He was raised by churchgoing people but his father was a bootlegger. His music came straight from African American gospel roots, and one of his favorite singers was Sister Rosetta Tharpe, a unique performer if there ever was one. He began making "jump blues" records in 1951. He recorded "Tutti Frutti" in 1955, after changing the impromptu lyrics that originally went, "Tutti Frutti, good booty," and it went to the top of the R&B charts. He made sixteen more hit singles in three years, and appeared in three films. He was huge, in a word. People went insane at his concerts, and had to be held back from throwing themselves off balconies. Women threw their underwear at him.
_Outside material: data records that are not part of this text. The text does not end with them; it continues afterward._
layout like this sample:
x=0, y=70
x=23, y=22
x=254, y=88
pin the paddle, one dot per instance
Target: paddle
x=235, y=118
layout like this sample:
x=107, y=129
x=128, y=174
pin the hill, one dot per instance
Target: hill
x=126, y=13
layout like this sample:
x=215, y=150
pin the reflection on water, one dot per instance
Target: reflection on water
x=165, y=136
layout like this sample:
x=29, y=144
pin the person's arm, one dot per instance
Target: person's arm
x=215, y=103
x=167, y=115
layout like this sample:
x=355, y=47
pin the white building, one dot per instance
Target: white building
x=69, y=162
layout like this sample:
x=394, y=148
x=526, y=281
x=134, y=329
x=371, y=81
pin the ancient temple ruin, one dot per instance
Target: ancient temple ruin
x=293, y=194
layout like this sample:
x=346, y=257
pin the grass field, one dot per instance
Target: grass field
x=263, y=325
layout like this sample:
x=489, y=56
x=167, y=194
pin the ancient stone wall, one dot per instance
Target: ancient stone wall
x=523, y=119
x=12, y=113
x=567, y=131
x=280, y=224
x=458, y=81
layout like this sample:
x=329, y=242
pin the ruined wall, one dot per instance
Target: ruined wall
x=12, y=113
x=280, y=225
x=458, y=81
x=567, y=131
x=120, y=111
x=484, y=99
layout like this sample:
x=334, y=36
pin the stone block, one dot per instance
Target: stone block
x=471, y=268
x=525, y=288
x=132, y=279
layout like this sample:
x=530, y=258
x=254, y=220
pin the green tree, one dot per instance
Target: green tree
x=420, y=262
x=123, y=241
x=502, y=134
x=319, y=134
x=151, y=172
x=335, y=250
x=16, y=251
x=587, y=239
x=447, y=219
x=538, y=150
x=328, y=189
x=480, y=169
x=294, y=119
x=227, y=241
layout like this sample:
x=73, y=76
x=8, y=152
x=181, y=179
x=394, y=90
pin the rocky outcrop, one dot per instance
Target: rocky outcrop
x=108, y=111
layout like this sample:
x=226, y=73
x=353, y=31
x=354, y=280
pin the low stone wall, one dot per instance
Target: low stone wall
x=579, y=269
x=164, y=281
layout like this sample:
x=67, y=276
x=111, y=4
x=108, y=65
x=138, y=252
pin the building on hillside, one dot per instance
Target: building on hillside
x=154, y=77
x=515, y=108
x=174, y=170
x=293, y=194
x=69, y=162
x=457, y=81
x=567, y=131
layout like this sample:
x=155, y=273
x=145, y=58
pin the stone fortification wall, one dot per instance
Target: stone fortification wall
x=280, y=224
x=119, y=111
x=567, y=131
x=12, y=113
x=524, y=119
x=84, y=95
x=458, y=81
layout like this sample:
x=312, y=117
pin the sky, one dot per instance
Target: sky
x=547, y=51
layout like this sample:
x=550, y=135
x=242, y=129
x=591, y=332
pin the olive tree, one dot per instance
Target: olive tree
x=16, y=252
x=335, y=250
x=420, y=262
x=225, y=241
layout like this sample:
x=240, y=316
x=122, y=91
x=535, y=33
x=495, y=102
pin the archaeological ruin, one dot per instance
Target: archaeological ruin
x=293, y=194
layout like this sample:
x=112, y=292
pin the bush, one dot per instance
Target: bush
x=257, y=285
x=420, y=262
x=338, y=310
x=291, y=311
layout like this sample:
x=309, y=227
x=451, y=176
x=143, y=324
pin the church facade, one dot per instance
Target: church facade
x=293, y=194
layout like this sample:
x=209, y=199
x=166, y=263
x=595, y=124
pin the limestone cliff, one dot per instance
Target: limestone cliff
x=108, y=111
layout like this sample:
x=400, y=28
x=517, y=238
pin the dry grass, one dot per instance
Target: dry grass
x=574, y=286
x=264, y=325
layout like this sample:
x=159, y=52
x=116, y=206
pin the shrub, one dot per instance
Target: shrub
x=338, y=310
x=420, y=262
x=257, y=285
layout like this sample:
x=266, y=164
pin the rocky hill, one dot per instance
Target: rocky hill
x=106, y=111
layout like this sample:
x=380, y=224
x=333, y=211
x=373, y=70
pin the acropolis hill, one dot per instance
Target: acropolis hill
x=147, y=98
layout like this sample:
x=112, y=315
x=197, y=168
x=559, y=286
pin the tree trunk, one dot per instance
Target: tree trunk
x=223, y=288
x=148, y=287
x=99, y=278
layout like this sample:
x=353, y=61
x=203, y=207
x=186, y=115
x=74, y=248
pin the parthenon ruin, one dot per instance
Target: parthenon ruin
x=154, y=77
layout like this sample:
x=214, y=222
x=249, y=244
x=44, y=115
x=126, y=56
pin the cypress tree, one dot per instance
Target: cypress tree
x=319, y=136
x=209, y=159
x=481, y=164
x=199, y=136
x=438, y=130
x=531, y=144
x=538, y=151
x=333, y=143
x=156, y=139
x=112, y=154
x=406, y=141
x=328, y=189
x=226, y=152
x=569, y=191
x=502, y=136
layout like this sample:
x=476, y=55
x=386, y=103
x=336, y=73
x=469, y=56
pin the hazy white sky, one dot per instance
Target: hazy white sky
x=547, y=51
In the Fifties, don't forget.

Personally he had wild parties and bisexual orgies and then gave it up and became a preacher, and he's kind of been shuttling back and forth between God and the devil, or at least the devil's music, ever since. At his height, performers ranging from Elvis Presley to Pat Boone, of all people, covered his tunes—a form of conforming, you might say, but it was the crazy guy that everyone wanted to conform to. Was there anyone who influenced rock music more? Hard to say. But he was huge. Once in the Sixties, he toured England and his opening act was The Beatles. He hired Jimi Hendrix as a guitarist. And I hate to keep harping on this, but he was really one of the biggest names in show business ever. He was so big that it seems inevitable at this late date, and maybe we fail to see how improbable it was that this bundle of seething contradictions from way over on the wrong side of the tracks became a superstar in 1955 and had bisexual orgies and wore eyeliner. Where is music as orgiastic and bacchanalian coming from today, I'd like to know? Now that we're not such conformists any more?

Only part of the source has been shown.